Староверов прошел из кухни в горницу, нашел глазами бумажную иконку Спасителя, оставленную сестрой и сиротливо притулившуюся в углу, в полумраке попытался вглядеться в лик.

« И нынешняя моя жизнь не продолжение Божией кары, а искупительный крест. Надо нести его и не роптать... Почему прошлое мне кажется таким безрадостным, ненастным, серым, бесконечно долгим осенним днем? Потому что жил без веры!..»

Охваченный радостным трепетом, Сан Саныч сотворил крестное знамение...

ВМЕСТО ЭПИЛОГА

За ландышами на Лисьи горки Валька Сатюков выбирался каждую весну. Но не за одним лишь букетом белых пахучих цветов, которые потом, отблагоухав свое на подоконнике в Валькиной комнате, неподаренные никому, засыхали и пылились - весеннее свидание с горками было для Вальки единственным продухом в его суетной, словно в бестолковом сновидении, полупьяной жизни.

Сатюков, отпыхиваясь, взбирался по склону, стараясь не топтать мерцающие в темной траве жемчужные огонечки хрупких ландышей. На вершине горки он валился на прогретую солнцем землю и лежал долго, неподвижно, всматриваясь в розоватое небо с первыми робко нарождающимися звездами.

Внизу, у подножия горок, задорно взбулькивала на перекатах-камешниках невидимая под густыми клубами тумана Пельшемка, выскрипывал натужно дергач, бегая между травяных кочек по берегу.

Из дальнего бора докатилось кукование кукушки. Эхо тотчас раздробило его на множество отголосков, заметавшихся по округе. Валька, прислушиваясь, приподнялся, оперевшись на локоть, попытался сосчитать наобещанные кукушкой лета и безнадежно сбился, рассмеявшись.

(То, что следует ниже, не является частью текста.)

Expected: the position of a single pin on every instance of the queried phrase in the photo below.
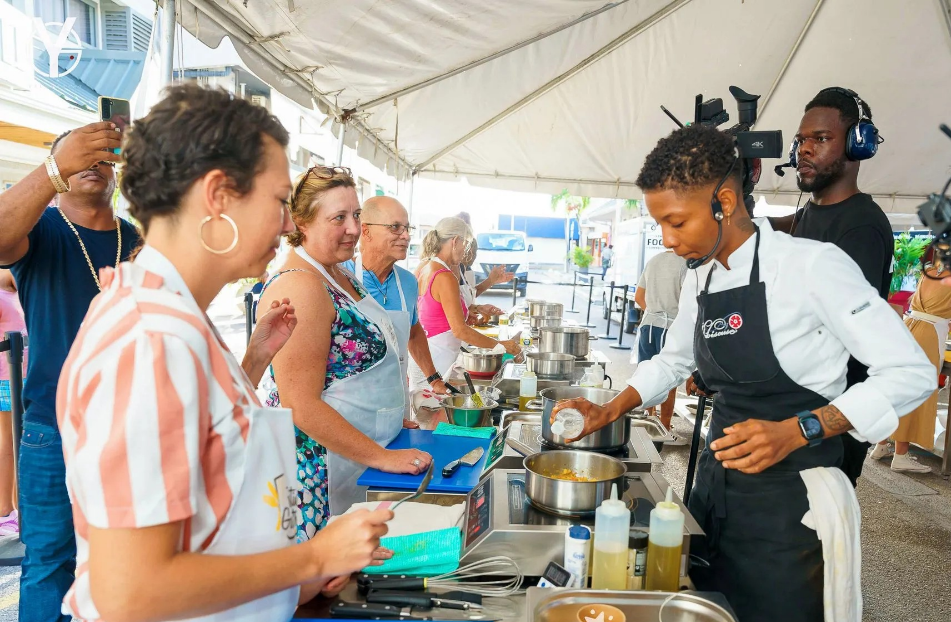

В колышущихся теплых струях воздуха басовито гудели, кружась, майские жуки. Сатюков, вооружась шляпой, принялся за охоту, но оступился, едва не закувыркался вниз по склону. Ладно, уцепился чудом за куст, зарывшись лицом в мягкий прелый ворох прошлогодних листьев.

Горки, горки! Нет на вас места, где топталась бы пятками детвора, сколько сладкой земляники истаяло медом на губах мальчишек и девчонок!.. Пришла пора - и Валька с голенастой Надюшкой - первой любовью, таким же вот вечером собирал ландыши. И, подавая ей букет, несмело обнял ее и поцеловал.

На армейской службе часто снились Сатюкову Лисьи горки, чаялось поскорее вернуться к ним. Да и потом, в трудный час, тянуло неудержимо сюда успокоиться, подзабыться...

Этой весной, как обычно под вечер, Валька собрался ехать на горки. Пока скрипал туда на велосипеде-развалюхе, еще не оклемавшись толком после очередного похмелья после взятого интервью и изнемогая, глядишь, и сумерки разлились окрест.

В низине, среди кустов ивняка, было промозгло, сыро. По раскисшей, изрытой колдобинами, полными воды, дороге разогнаться было невозможно, и Валька продрог до костей. Вдобавок привязалась парочка чибисов, запорхавших над головой корреспондента и своими жутковато-пронзительными криками царапавшими его изнуренную душу.

Нежилую деревеньку перед горками Валька вознамерился проскочить ходом, но колеса велосипеда увязли в песчаной насыпи. Пугливо поглядывая на пустые глазницы окон полуразвалившихся домов, он поплелся пешком до околицы и... что это?!

Карьер страшно, безжалостно разворотил, изуродовал все вокруг. В гигантскую яму с исковерканных склонов горок верхушками вниз свисали засохшие черные деревья, там и сям торчали извитые, будто толстые змеи, корни. Высокая куча обугленных древесных стволов и сучьев громоздилась у входа в карьер - кто-то пытался запалить ее. Тянуло ветром, гарью - и чуть слышно шелестел, пересыпался безжизненный песок.

Стемнело совсем. Ткни глаз - в жуткой карьерной яме! Валька повалился ничком, прижался лицом к прохладной поверхности песка. От неведомого ему доселе в бестолковой суете и мелочных дрязгах горького чувства утраты сдавило в груди.

Эх, горки! Незыблемым все здесь казалось, всегда было и будет, ждет и встретит...

- Не уберег! Не уберег! Не уберег! - распластанный Валька, давясь слезами, хлопал и хлопал ладонями по песку на дне карьера.